From 94acfd60f65ee90f4cce286a8bdb9f7ded2fcfb9 Mon Sep 17 00:00:00 2001
From: John Peters <jgpeters3@wisc.edu>
Date: Fri, 16 Aug 2024 17:01:14 -0500
Subject: [PATCH 02/18] "Updating action"

---
 .github/workflows/compile_huggingface.yml | 9 ++++++---
 huggingface/requirements.txt              | 3 +++
 2 files changed, 9 insertions(+), 3 deletions(-)
 create mode 100644 huggingface/requirements.txt

diff --git a/.github/workflows/compile_huggingface.yml b/.github/workflows/compile_huggingface.yml
index e9eb178..9a48dfc 100644
--- a/.github/workflows/compile_huggingface.yml
+++ b/.github/workflows/compile_huggingface.yml
@@ -1,11 +1,14 @@
 name: Compiling Huggingface Wrapper
-on: [push]
+on: [push, workflow_dispatch]
 jobs:
   Combine-File:
     runs-on: ubuntu-latest
     steps:
-      - name: Combine and push files to hub
-        uses: actions/checkout@v4
+      - uses: actions/checkout@v4
+        with:
+          ref: 'huggingface_support'
+      - name: Combining Files
         run: python huggingface/combine_files.py -o huggingface/huggingface_wrapper.py
+      - name: Push to hub
         run: python huggingface/combine_files.py ./push_to_hub -f huggingface/huggingface_wrapper.py
         
\ No newline at end of file
diff --git a/huggingface/requirements.txt b/huggingface/requirements.txt
new file mode 100644
index 0000000..62131ff
--- /dev/null
+++ b/huggingface/requirements.txt
@@ -0,0 +1,3 @@
+huggingface-hub==0.23.4
+torch==2.1.0
+transformers==4.42.4

From 862b4419bebc995770d96a9ea06a183b8045172f Mon Sep 17 00:00:00 2001
From: John Peters <jgpeters3@wisc.edu>
Date: Fri, 16 Aug 2024 17:02:16 -0500
Subject: [PATCH 03/18] "Fixing directory links"

---
 huggingface/combine_files.py | 2 +-
 1 file changed, 1 insertion(+), 1 deletion(-)

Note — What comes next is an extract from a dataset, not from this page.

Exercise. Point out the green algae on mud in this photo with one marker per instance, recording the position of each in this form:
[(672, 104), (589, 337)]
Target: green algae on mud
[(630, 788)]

diff --git a/huggingface/combine_files.py b/huggingface/combine_files.py
index 4489c5c..1f284f4 100644
--- a/huggingface/combine_files.py
+++ b/huggingface/combine_files.py
@@ -5,7 +5,7 @@ def main(output_path: str):
     imports = set()
     code = []
     metl_imports = set()
-    for file in os.listdir('../metl'):
+    for file in os.listdir('/metl'):
         if '.py' in file and '_.py' not in file:
             with open(f'../metl/{file}', 'r') as f:
                 file_text = f.readlines()

From f1b90634295ffb9015c74a11e594f88946abe7a5 Mon Sep 17 00:00:00 2001
From: John Peters <jgpeters3@wisc.edu>
Date: Fri, 16 Aug 2024 17:03:05 -0500
Subject: [PATCH 04/18] "Fixing directory links"

---
 huggingface/combine_files.py | 2 +-
 1 file changed, 1 insertion(+), 1 deletion(-)

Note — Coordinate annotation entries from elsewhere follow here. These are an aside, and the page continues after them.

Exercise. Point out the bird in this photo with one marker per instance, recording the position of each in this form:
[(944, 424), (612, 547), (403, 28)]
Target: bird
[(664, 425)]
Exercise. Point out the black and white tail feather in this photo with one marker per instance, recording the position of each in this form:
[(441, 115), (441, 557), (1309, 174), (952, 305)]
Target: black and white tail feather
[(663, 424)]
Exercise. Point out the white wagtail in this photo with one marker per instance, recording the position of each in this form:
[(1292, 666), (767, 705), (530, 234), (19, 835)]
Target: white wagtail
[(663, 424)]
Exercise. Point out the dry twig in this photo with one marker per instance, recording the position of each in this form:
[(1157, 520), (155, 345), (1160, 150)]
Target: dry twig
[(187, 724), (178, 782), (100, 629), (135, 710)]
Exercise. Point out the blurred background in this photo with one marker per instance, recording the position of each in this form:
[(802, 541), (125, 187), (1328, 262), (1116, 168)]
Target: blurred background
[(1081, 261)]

diff --git a/huggingface/combine_files.py b/huggingface/combine_files.py
index 1f284f4..90d903b 100644
--- a/huggingface/combine_files.py
+++ b/huggingface/combine_files.py
@@ -5,7 +5,7 @@ def main(output_path: str):
     imports = set()
     code = []
     metl_imports = set()
-    for file in os.listdir('/metl'):
+    for file in os.listdir('./metl'):
         if '.py' in file and '_.py' not in file:
             with open(f'../metl/{file}', 'r') as f:
                 file_text = f.readlines()

From e654e4b5251ee7d7523992112ca59c1c07732a2c Mon Sep 17 00:00:00 2001
From: John Peters <jgpeters3@wisc.edu>
Date: Fri, 16 Aug 2024 17:04:09 -0500
Subject: [PATCH 05/18] "Fixing directory links"

---
 huggingface/combine_files.py | 4 ++--
 1 file changed, 2 insertions(+), 2 deletions(-)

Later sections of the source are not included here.